Solving $x^2+y^2=9$, $\arctan\frac{y+2}{x+2} + \arctan\frac{y-2}{x+4} =2\arctan\frac{y}{x}$ without graphing?

Question

The system of equations:

$$\begin{align} x^2 + y^2 &= 9 \\[6pt] \operatorname{arctan}\frac{y+2}{x+2} + \operatorname{arctan}\frac{y-2}{x+4} &=2\,\operatorname{arctan} \frac{y}{x} \end{align}$$

I tried to interpret the second equation by setting $x$ and $y$ as the legs of a right triangle, but I'm still unable to solve this system of of equations geometrically.
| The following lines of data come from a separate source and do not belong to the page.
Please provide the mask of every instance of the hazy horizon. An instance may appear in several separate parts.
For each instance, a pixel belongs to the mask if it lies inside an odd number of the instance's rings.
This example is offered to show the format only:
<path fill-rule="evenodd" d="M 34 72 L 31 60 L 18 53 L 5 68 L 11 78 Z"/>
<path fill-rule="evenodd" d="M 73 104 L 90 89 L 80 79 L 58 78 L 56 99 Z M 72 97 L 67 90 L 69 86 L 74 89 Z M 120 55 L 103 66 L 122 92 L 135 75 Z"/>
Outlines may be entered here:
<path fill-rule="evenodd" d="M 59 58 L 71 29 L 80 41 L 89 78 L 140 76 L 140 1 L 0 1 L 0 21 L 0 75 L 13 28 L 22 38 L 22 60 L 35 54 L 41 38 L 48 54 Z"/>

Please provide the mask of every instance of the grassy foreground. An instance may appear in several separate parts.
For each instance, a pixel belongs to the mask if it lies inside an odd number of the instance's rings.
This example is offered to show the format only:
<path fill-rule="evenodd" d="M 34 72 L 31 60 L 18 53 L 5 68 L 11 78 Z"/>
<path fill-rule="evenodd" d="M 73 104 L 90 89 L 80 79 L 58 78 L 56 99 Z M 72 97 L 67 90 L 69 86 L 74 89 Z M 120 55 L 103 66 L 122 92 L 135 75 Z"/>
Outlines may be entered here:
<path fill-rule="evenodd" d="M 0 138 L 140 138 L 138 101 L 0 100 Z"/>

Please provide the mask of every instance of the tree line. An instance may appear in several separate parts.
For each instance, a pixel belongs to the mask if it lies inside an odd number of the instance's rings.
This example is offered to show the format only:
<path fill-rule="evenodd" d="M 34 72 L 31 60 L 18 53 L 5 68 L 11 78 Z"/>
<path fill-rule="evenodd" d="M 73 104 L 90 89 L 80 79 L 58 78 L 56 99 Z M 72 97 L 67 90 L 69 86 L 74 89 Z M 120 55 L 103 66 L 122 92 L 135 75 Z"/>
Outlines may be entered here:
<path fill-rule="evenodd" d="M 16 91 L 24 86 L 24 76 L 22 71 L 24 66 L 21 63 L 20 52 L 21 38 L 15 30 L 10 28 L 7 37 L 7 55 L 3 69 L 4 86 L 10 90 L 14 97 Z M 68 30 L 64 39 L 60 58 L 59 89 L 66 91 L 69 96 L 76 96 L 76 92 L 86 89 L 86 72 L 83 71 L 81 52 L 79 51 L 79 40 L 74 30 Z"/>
Any tips?

Answer 1

Hint:

$$\arctan\dfrac{y+2}{x+2}-\arctan\dfrac yx=\arctan\dfrac yx-\arctan\dfrac{y-2}{x+4}$$

$$\iff\dfrac{2x-2y}{x^2+y^2+2x+2y}=\dfrac{2x+4y}{x^2+y^2-2x+4y}$$

As $x^2+y^2=9$ $$\iff\dfrac{2x-2y}{9+2x+2y}=\dfrac{2x+4y}{9-2x+4y}$$

$$\iff8x^2+16y^2+54y=0\ \ \ \ (1)$$

As $x^2+y^2=9,$ WLOG $x=3\cos t,y=3\sin t$

Put these values in $(1)$ and divide both sides by $\cos^2 t$

Answer 2

Essentially, the equations say that the origin is at distance $3$ from $(x,y)$ and on the angular bisector of the triangle with vertices $(x,y)$, $(x+2,y+2)$, $(x+4,y-2)$.